You don’t need to change anything else in the tag groups. Unsolicited messaging is configured on the device instance and is just a checkbox you need to enable.
Sorry to open this one again!
Up until now I’ve been using SQL Bridge Historical Groups to store data rather than the standard tag history feature. The reason I’ve been doing this is because I need my data stored in named tables rather than in the time series DB format used by Ignition (even though it’s a bit slower to do it my way).
If I set up my DNP3 tags to be in a tag group with an appropriate Queue Size, then add them to a Historical Group with a timer of 1 second, “Only evaluate when tags change” to true, OPC Data mode to subscribe and “Bypass store and forward” to false, can I expect my buffered tags to end up in the database after communications are re-established?
Cheers
Unless it has been added in the past month or so, No.
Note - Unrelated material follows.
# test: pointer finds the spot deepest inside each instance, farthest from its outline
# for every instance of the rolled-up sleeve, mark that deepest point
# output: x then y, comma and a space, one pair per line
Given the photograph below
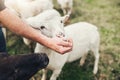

Not for SQL Bridge.
The documentation for the SQL Bridge suggests that events are received asynchronously and that events received before the next execution will be used at the time of the next execution. Kevin described buffering as being introduced recently, so it sounds like the transaction group would receive multiple events if a queue of buffered data was received. I guess it would come down to whether the Transaction Group can handle inserting multiple lines at a time based on the timestamps of data received or if it just selects the latest values and inserts one line. Buffering being added recently makes me hopeful that it’s either been addressed already or that it’s not too challenging to add in.
It would be good to hear whether IA have already solved this problem or whether it’s something that could be added in while the buffering changes are still fresh in everyone’s minds!